The aircraft are high-wing flying boats of pusher configuration available in both single and two-seat models. Its design heritage stretches back to the Advanced Aeromarine Buccaneer amphibian ultralights.

==Design==
Introduced in 1995, the single-seat Aventura has repositionable main landing gear, down for runways and up for landing on water. The steerable tail wheel is retractable in concert with the repositioning of the main gear. There is no water rudder. The wing is an aluminium frame covered with pre-sewn Dacron envelopes. The hull is constructed from fibreglass and the wingtip floats are polyethylene. The remainder of the structure is anodized aluminium tubing, bolted together. Controls are conventional three-axis, with full span ailerons and no flaps. The company claims that the fast-build kit can be constructed in 90 hours.

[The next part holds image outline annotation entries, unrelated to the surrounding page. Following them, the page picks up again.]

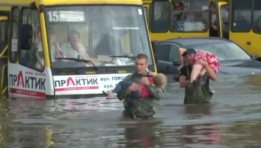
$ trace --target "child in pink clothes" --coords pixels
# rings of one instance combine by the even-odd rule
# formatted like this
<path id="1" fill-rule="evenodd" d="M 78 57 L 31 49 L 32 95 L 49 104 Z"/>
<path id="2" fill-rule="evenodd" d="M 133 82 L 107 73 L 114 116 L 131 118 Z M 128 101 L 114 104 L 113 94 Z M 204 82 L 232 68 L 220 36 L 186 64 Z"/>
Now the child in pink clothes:
<path id="1" fill-rule="evenodd" d="M 152 75 L 151 73 L 150 74 Z M 158 74 L 153 77 L 149 77 L 148 78 L 148 80 L 152 83 L 152 85 L 160 88 L 162 88 L 163 85 L 167 83 L 167 77 L 162 74 Z M 103 91 L 102 92 L 106 96 L 107 99 L 116 98 L 117 94 L 120 91 L 130 86 L 133 83 L 133 82 L 131 81 L 122 81 L 118 83 L 113 91 Z M 130 98 L 144 98 L 150 94 L 150 90 L 148 86 L 145 86 L 140 91 L 132 91 L 130 92 Z"/>

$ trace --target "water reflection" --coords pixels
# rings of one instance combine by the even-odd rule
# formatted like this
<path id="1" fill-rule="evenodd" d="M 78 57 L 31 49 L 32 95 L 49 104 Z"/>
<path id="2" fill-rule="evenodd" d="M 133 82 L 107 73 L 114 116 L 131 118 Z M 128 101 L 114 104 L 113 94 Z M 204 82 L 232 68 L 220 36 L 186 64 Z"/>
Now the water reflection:
<path id="1" fill-rule="evenodd" d="M 120 125 L 124 128 L 120 135 L 123 138 L 119 139 L 118 146 L 121 147 L 163 147 L 164 136 L 157 128 L 160 121 L 139 122 L 132 125 Z"/>
<path id="2" fill-rule="evenodd" d="M 188 119 L 194 119 L 212 116 L 210 104 L 186 105 L 185 112 Z M 182 126 L 179 141 L 184 145 L 201 144 L 212 146 L 220 144 L 221 136 L 218 124 L 211 123 L 189 125 Z"/>
<path id="3" fill-rule="evenodd" d="M 183 104 L 169 82 L 154 119 L 123 116 L 122 102 L 104 98 L 0 102 L 0 147 L 260 147 L 261 76 L 220 76 L 216 103 Z"/>

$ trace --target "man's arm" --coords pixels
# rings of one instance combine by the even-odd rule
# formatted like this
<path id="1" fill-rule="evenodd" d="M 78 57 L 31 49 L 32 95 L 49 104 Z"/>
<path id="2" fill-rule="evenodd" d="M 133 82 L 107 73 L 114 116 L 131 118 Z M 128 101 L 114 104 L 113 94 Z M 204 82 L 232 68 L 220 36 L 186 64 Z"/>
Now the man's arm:
<path id="1" fill-rule="evenodd" d="M 187 66 L 184 66 L 181 68 L 179 70 L 179 81 L 180 86 L 181 88 L 186 87 L 188 86 L 190 84 L 190 80 L 189 78 L 189 80 L 187 80 L 187 77 L 188 76 L 187 72 Z"/>
<path id="2" fill-rule="evenodd" d="M 190 85 L 190 80 L 186 80 L 187 77 L 186 76 L 182 75 L 180 76 L 180 86 L 181 88 L 187 87 Z"/>
<path id="3" fill-rule="evenodd" d="M 131 80 L 131 77 L 132 74 L 130 74 L 127 76 L 123 79 L 123 81 L 130 81 Z M 123 89 L 119 92 L 117 94 L 117 97 L 120 101 L 121 101 L 126 98 L 130 93 L 128 88 Z"/>
<path id="4" fill-rule="evenodd" d="M 184 61 L 183 60 L 183 56 L 182 56 L 182 55 L 186 50 L 187 50 L 187 49 L 182 48 L 180 48 L 179 49 L 179 56 L 180 60 L 180 65 L 179 67 L 180 69 L 184 65 Z M 178 69 L 178 70 L 179 70 L 180 69 Z"/>
<path id="5" fill-rule="evenodd" d="M 158 101 L 165 96 L 165 92 L 163 88 L 156 87 L 153 86 L 151 83 L 147 86 L 150 94 L 153 97 L 154 99 Z"/>
<path id="6" fill-rule="evenodd" d="M 78 51 L 81 57 L 83 59 L 87 60 L 89 57 L 89 56 L 85 53 L 84 46 L 80 44 L 79 45 L 79 49 L 78 49 Z"/>

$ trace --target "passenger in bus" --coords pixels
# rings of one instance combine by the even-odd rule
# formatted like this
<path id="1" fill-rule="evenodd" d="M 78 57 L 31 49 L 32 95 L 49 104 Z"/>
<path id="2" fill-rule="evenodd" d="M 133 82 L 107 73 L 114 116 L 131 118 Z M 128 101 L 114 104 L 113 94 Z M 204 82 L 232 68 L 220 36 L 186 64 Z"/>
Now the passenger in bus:
<path id="1" fill-rule="evenodd" d="M 69 35 L 69 41 L 61 45 L 61 49 L 65 57 L 87 59 L 89 56 L 86 53 L 84 46 L 78 42 L 81 37 L 80 33 L 73 30 Z"/>
<path id="2" fill-rule="evenodd" d="M 176 2 L 173 3 L 172 5 L 173 11 L 182 11 L 184 10 L 184 4 L 181 2 Z M 178 14 L 175 14 L 174 15 L 175 20 L 180 21 L 184 20 L 185 18 L 186 13 L 184 12 L 180 13 Z"/>
<path id="3" fill-rule="evenodd" d="M 41 36 L 41 31 L 40 29 L 40 26 L 38 25 L 37 30 L 36 31 L 36 43 L 37 44 L 37 49 L 38 52 L 36 55 L 37 58 L 40 60 L 38 61 L 41 61 L 42 64 L 44 63 L 44 52 L 43 50 L 43 44 Z M 52 40 L 52 37 L 54 35 L 54 31 L 50 28 L 47 28 L 47 38 L 49 40 L 48 42 L 48 46 L 50 48 L 50 52 L 51 56 L 52 62 L 55 61 L 55 57 L 57 57 L 57 55 L 59 55 L 58 54 L 59 53 L 58 51 L 60 50 L 59 49 L 57 46 L 58 45 L 56 40 Z"/>
<path id="4" fill-rule="evenodd" d="M 259 33 L 261 33 L 261 16 L 255 21 L 253 26 L 253 30 Z"/>
<path id="5" fill-rule="evenodd" d="M 150 72 L 148 74 L 148 75 L 150 76 L 147 78 L 148 80 L 156 87 L 162 88 L 167 83 L 167 77 L 163 74 L 160 73 L 155 75 L 153 73 Z M 102 92 L 106 96 L 106 99 L 117 98 L 117 94 L 120 91 L 130 86 L 133 83 L 131 81 L 122 81 L 118 84 L 113 90 L 103 91 Z M 130 98 L 132 99 L 147 97 L 150 95 L 147 86 L 145 85 L 141 90 L 132 91 L 130 93 Z"/>
<path id="6" fill-rule="evenodd" d="M 181 2 L 176 2 L 172 3 L 171 10 L 173 11 L 182 11 L 184 10 L 184 4 Z M 174 28 L 175 24 L 176 21 L 183 21 L 185 19 L 186 17 L 186 13 L 183 12 L 179 13 L 179 14 L 177 14 L 177 13 L 173 12 L 175 14 L 172 15 L 172 21 L 170 22 L 171 28 Z"/>
<path id="7" fill-rule="evenodd" d="M 211 34 L 211 36 L 217 37 L 217 14 L 216 13 L 215 4 L 214 3 L 211 4 L 209 10 L 211 12 L 211 22 L 210 26 Z"/>
<path id="8" fill-rule="evenodd" d="M 192 48 L 186 49 L 181 48 L 179 50 L 181 63 L 183 63 L 183 57 L 187 54 L 189 55 L 188 58 L 193 59 L 193 66 L 190 77 L 190 84 L 193 84 L 192 87 L 194 87 L 198 82 L 197 79 L 203 77 L 206 78 L 206 76 L 208 74 L 208 73 L 217 73 L 219 71 L 219 60 L 215 55 L 206 51 L 195 50 Z M 179 70 L 183 66 L 183 64 L 181 64 Z M 207 67 L 209 67 L 210 68 L 207 68 Z M 215 81 L 216 78 L 212 78 L 211 79 Z M 205 80 L 206 80 L 202 82 L 204 82 Z"/>

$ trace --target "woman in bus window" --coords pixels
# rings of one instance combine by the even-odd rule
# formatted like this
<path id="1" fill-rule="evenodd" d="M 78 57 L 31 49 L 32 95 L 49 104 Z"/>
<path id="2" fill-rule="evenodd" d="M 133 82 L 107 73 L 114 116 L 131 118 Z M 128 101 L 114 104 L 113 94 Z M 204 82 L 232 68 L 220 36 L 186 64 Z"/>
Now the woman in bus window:
<path id="1" fill-rule="evenodd" d="M 261 16 L 255 21 L 253 26 L 253 30 L 255 32 L 261 33 Z"/>
<path id="2" fill-rule="evenodd" d="M 173 2 L 172 5 L 171 10 L 173 11 L 183 11 L 185 10 L 185 6 L 184 3 L 181 2 Z M 171 21 L 170 24 L 171 28 L 174 28 L 175 27 L 175 24 L 176 21 L 183 21 L 185 19 L 186 16 L 186 13 L 184 12 L 180 13 L 179 14 L 176 14 L 173 15 L 172 17 L 172 21 Z"/>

The two-seat Aventura II was introduced in 1996 and is similar to the single seater, but with a wider cabin and hull for two occupants in side-by-side configuration. The two-seater also features flaps to reduce landing speeds. The company claims 130 hours to build the two-seater from the kit.

==Variants==
- Aventura UL
Single seater optimised for the US FAR 103 Ultralight Vehicle category, with an empty weight of 328 lb. Engines include the original 28 hp Rotax 277 in early models and the 40 hp Rotax 447 currently. 90 had been completed and flown by the end of 2011.
- Aventura HP
Single seater intended to be registered as an amateur-built aircraft. Standard engines are the 50 hp Rotax 503 64 hp Rotax 582. 42 had been completed and flown by the end of 2011.
- Aventura Sport
Two-seater marketed as the simplest and lightest model in the line-up. Standard engine is the 64 hp Rotax 582. 215 had been completed and flown by the end of 2011.
- Aventura II
Two-seater with some options included as standard features. Standard engine is the 100 hp four-stroke Rotax 912ULS.
- Aventura XLR
Limited edition two-seater with many extras as standard features, including a new style engine cowling, custom graphics package, redesigned instrument panel including GPS, vertical speed indicator and a mode-C transponder, electric landing gear retraction, gear indicator lights, differential hydraulic brakes, carpeting and a headliner. The standard engine is the 100 hp four-stroke Rotax 912ULS.
- Aventura AVZ
Model with top-of-the-line equipment as standard.